Si l’IA générative semble aujourd’hui omniprésente, elle repose sur des briques logicielles développées depuis des décennies. Ce qui change, selon elle, c’est la manière d’interagir avec ces technologies, désormais arrivées à maturité. Mais encore faut-il qu’elles rencontrent de vrais besoins : « Il ne s’agit pas de créer de la tech pour la tech. »
Cette philosophie guide le travail de Soraya Jaber au sein d’Opuscope, entreprise qui, dès ses débuts, a cherché à articuler nouvelles technologies et culture. L’objectif initial : rendre le patrimoine culturel accessible à celles et ceux qui ne peuvent s’y rendre, pour des raisons de mobilité ou de moyens financiers.
Numérisation des espaces muséaux, réalité augmentée pour enrichir l’expérience sur site, réalité virtuelle pensée avec des scénographes et des professionnels de la culture : « Tout part des usages pertinents pour l’utilisateur », explique-t-elle. Une démarche de co-construction, loin de toute logique d’imposition technologique.

Dans l’ordre : Jean-Baptiste Manenti, Soraya Jaber et Noémie Wartelle. Table ronde autour du thème : « Technologie, innovation et solidarité : demain se joue dans les territoires ». Crédit : CG.
Le numérique comme enjeu politique
Qui décide aujourd’hui de ce que fait la technologie à nos vies ? Pour Jean-Baptiste Manenti, la réponse est claire : « Le numérique est un objet politique. » Dépendance aux grandes plateformes, fermetures de comptes arbitraires et modèles économiques guidés par le profit sont autant de signes d’une perte de contrôle collective.
Les débats autour de l’IA en témoignent. Certaines collectivités refusent tout contact direct entre un citoyen et une intelligence artificielle, d’autres déploient des chatbots dans leurs services. « Dans les deux cas, quelque chose d’essentiel se joue : on politise la question », affirme-t-il. Reprendre la main commence par accepter le débat.
La table ronde a également mis en lumière des enjeux majeurs : cybersécurité, protection des données, souveraineté numérique. Face à l’augmentation des attaques cyber, la maîtrise technologique devient une condition de l’autonomie collective.
Soraya Jaber insiste aussi sur la féminisation des métiers du numérique. Si les femmes représentent aujourd’hui 28 % des professionnels du secteur, elles sont moins de 20 % dans l’IA. Or, le manque de diversité produit des technologies biaisées, peu représentatives de l’humanité. « Des équipes avec plus de diversité sont aussi plus performantes », rappelle-t-elle, chiffres à l’appui.

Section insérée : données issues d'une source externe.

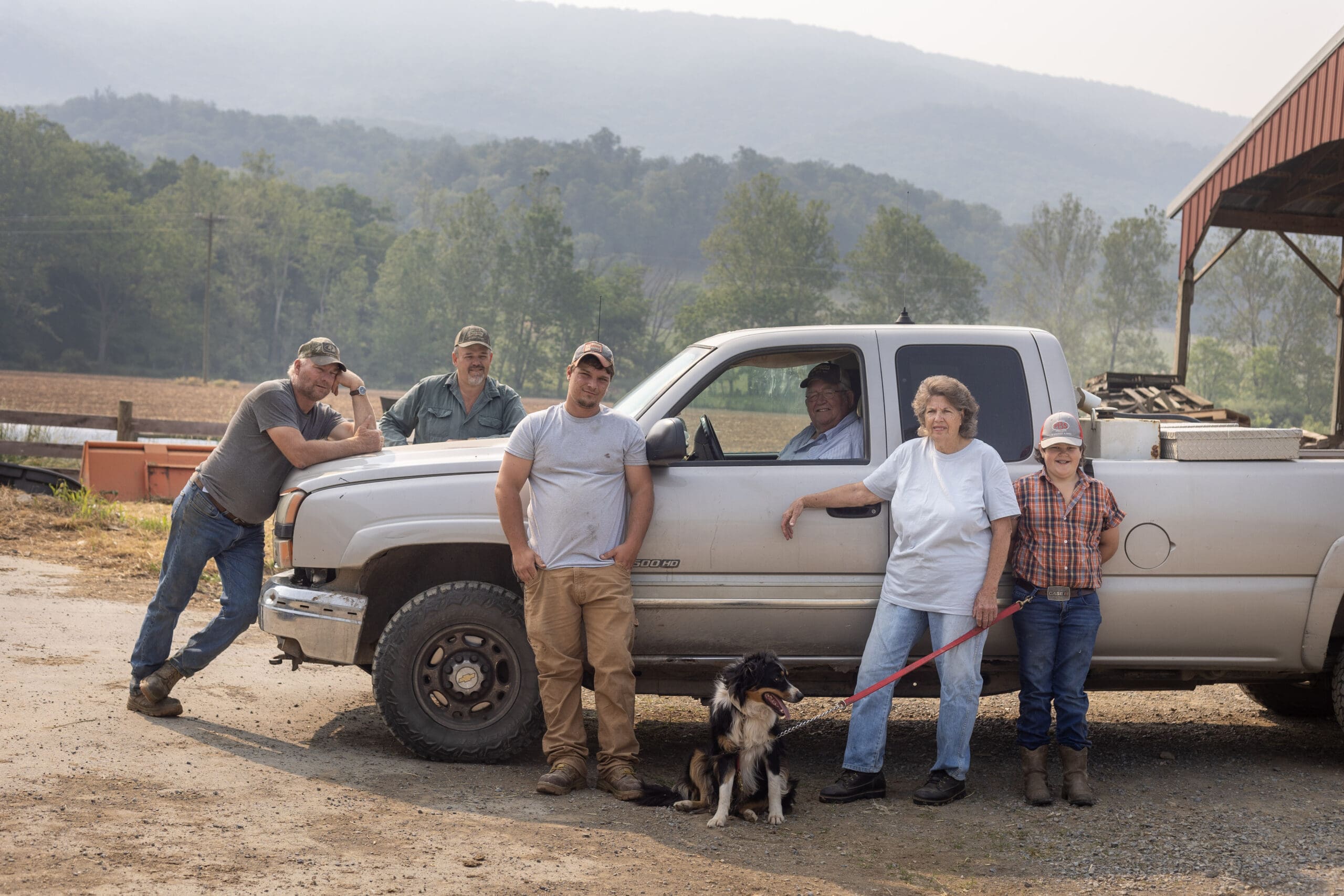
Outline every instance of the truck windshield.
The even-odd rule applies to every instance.
[[[642,383],[626,392],[625,398],[617,402],[612,410],[637,418],[649,406],[649,402],[661,395],[672,383],[681,379],[683,373],[711,351],[714,349],[704,345],[691,345],[681,349],[671,361],[649,373]]]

Une jeunesse lucide et un optimisme prudent
En conclusion, les intervenants ont partagé une note d’espoir. Jean-Baptiste Manenti se dit marqué par ses échanges avec des adolescents et des jeunes, loin de l’image de « générations perdues » souvent véhiculée. « Ils ont un esprit critique très fort et une vraie conscience des dangers des réseaux sociaux », observe-t-il.
Soraya Jaber, elle, appelle à rester humble, curieux et en dialogue permanent : « La technologie ne remplacera jamais l’humain. On en aura toujours besoin. » Entre vigilance et optimisme, Humain & Tech trace ainsi une voie : celle d’un numérique choisi, débattu et responsable.